The Regional Comprehensive Economic Partnership (RCEP) Agreement, which entered into force on 1 January 2022, has the potential to contribute significantly to the post-pandemic recovery efforts of the ASEAN member states, the economy ministers of the Southeast Asian bloc highlighted in their special meeting in Bali on 18 May.
The Meeting encouraged the remaining signatory States to expedite their ratification of the RCEP Agreement, the ministers said at the end of their summit in Indonesia.
The ASEAN member states – Brunei Darussalam, Cambodia, Indonesia, Lao PDR, Malaysia, Myanmar, the Philippines, Singapore, Thailand, and Vietnam – plus Australia, China, Japan, South Korea, and New Zealand, signed the RCEP agreement on 15 November 2020. After it entered into force at the beginning of this year, the RCEP became the largest trade agreement in the world as measured by the gross domestic product of its members – almost one third of the world’s GDP.

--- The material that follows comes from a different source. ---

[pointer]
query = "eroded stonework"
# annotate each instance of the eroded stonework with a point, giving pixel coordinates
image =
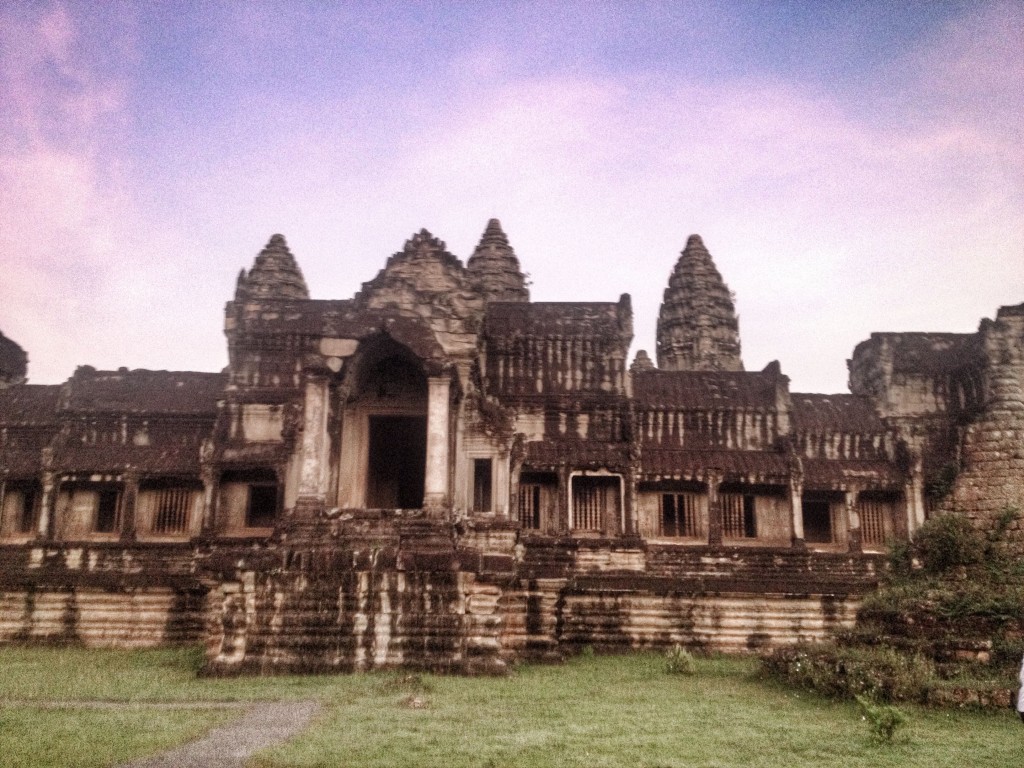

The RCEP is creating the world’s largest trading bloc by economic size and makes it a centre of gravity for global trade, the United Nations Conference on Trade and Development (UNCTAD) said in a study days before the pact was launched. The agreement encompasses several areas of cooperation, with tariff concessions a central principle, which will eliminate 90 percent of tariffs within the bloc.
During the meeting in Bali in May, the economy ministers of ASEAN also discussed private sector-driven industrial cooperation within the bloc as a collective effort to deepen ASEAN economic integration, enhance intra-ASEAN trade, investment and supply chain connectivity, and strengthen ASEAN’s sustainable and decarbonisation agenda, in line with the ASEAN Economic Community Blueprint 2025.